A man sits blindfolded in a police interrogation room as the audience file in. “Take it off; it looks stupid,” snaps the detective who will lead the questioning.

So begins Martin McDonagh’s poisoned chocolate box of a play. The interrogation teases out information and gradually more is revealed to the audience as well as the suspect, the oddly named Katurian Katurian (middle name, Katurian). He is a writer of tales so twisted Roald Dahl might baulk but, even in the totalitarian state in which he resides, that is not a crime, as such. The trouble is someone had been killing small children in ways inspired by Katurian’s stories. Worse than that, his retarded elder brother has confessed, apparently under duress, to carrying out the killings.

The interrogation is broken up with recitals and dramatisations of some of the stories. The Brothers Grimm would have nightmares.

It’s a grim subject, child-killing. But the violence in the stories and the copycat crimes is so bizarre, so removed from real life atrocities, we are able to be sickened, fascinated and amused all at once.

Andrew Cowie is superb as Detective Tupolski, striding around like a skeletal Bill Nighy. He is purportedly the ‘bad cop’ to Brian Wilson’s wonderfully thuggish ‘good cop’ Ariel. They are a formidable double act who play the suspect like a fiddle.

As Katurian Katurian, the excellent Mark Tracey holds the play together, carrying most of the emotional weight as well as narrating most of the stories. He is an appealing figure, the writer oppressed by the state, desperate to see his work survive after his inevitable execution. He has charm, vulnerability and humanity – we want him to be acquitted.

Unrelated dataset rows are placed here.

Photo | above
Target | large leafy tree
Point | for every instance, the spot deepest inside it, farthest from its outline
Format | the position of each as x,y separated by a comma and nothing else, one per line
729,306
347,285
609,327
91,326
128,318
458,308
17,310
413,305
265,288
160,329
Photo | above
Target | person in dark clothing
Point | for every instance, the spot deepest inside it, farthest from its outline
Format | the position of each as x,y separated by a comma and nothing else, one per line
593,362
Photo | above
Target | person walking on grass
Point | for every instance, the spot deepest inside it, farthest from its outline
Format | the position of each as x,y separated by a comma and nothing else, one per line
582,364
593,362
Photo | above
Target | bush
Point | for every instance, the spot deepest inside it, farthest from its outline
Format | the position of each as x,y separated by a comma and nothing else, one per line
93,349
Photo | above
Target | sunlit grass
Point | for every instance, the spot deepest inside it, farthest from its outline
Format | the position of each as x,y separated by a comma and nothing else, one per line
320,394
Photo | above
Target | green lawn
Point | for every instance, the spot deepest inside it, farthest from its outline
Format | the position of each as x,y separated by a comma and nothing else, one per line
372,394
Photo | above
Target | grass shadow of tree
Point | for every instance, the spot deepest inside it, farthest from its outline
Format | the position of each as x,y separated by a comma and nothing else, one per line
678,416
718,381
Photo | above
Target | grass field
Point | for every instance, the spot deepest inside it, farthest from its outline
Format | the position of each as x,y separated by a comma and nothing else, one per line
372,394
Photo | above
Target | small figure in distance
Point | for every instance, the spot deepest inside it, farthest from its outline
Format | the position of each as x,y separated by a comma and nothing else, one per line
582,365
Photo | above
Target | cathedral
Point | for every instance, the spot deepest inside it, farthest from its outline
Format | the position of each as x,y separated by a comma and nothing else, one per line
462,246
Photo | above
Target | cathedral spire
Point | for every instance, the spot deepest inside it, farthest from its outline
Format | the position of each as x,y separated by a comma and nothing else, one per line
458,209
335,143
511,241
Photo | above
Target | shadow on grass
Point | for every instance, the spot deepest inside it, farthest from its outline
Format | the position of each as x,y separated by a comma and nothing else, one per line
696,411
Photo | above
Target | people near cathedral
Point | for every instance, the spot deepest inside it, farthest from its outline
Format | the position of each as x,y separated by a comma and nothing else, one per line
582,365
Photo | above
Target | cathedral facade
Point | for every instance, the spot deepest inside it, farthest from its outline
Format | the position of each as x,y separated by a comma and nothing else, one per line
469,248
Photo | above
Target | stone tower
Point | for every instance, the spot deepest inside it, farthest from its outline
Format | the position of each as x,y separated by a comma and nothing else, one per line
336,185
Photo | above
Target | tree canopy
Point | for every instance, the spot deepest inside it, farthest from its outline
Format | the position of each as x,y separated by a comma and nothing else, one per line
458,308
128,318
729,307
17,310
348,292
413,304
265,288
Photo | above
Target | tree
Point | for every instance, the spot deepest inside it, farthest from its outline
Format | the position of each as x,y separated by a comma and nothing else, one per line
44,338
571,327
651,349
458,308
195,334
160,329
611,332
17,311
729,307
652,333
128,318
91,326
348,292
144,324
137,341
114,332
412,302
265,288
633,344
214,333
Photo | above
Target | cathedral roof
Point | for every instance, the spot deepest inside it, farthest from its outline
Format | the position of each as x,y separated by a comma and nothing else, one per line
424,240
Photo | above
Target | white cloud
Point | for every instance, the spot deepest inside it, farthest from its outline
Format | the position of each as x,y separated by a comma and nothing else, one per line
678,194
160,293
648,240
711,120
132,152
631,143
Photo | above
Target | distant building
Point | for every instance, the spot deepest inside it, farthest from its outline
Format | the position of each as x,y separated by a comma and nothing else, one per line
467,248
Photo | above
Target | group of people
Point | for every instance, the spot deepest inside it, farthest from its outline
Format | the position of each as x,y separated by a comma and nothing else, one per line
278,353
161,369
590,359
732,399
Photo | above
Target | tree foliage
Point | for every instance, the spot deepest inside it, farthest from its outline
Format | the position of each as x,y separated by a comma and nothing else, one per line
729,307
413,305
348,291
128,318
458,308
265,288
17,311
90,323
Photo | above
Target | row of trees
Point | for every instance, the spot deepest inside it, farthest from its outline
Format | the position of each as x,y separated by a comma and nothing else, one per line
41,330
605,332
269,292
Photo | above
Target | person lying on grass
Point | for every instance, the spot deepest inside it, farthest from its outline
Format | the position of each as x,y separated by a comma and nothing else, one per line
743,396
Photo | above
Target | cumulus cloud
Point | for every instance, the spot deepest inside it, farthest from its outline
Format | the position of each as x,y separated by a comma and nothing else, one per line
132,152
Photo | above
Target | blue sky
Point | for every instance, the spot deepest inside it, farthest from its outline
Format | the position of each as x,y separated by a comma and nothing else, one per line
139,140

But this is not really a play about tyranny and dictatorships. This has more to do with the culture of blame, so you think, of blaming seemingly inexplicable acts of violence on something the perpetrator saw or read or played. This argument only goes so far: it turns out Katurian’s dimwit brother actually did kill the kids. The play offers up the idea of troubled childhoods making for troubled adults – and indeed Katurian’s and brother Michal’s upbringing was far from idyllc, but, as Tupolski observes, “My father was a violent alcoholic. Am I a violent alcoholic? Well, yes, I am but that’s a matter of personal choice.”

Jonny Wright’s Michal is an innocent with blood (and green paint) on his hands, following his own twisted logic. It’s a well-observed portrayal and, of course, very funny. Gemma Kenny gives lively support as a “Little Girl”.

The play is in itself a story, one of Katurian’s twisted tales and like the others, is open to interpretation. Liam Tombs’s production is engaging, gripping and very entertaining. I cannot fault it.

It’s the funniest play about child murders you will ever see.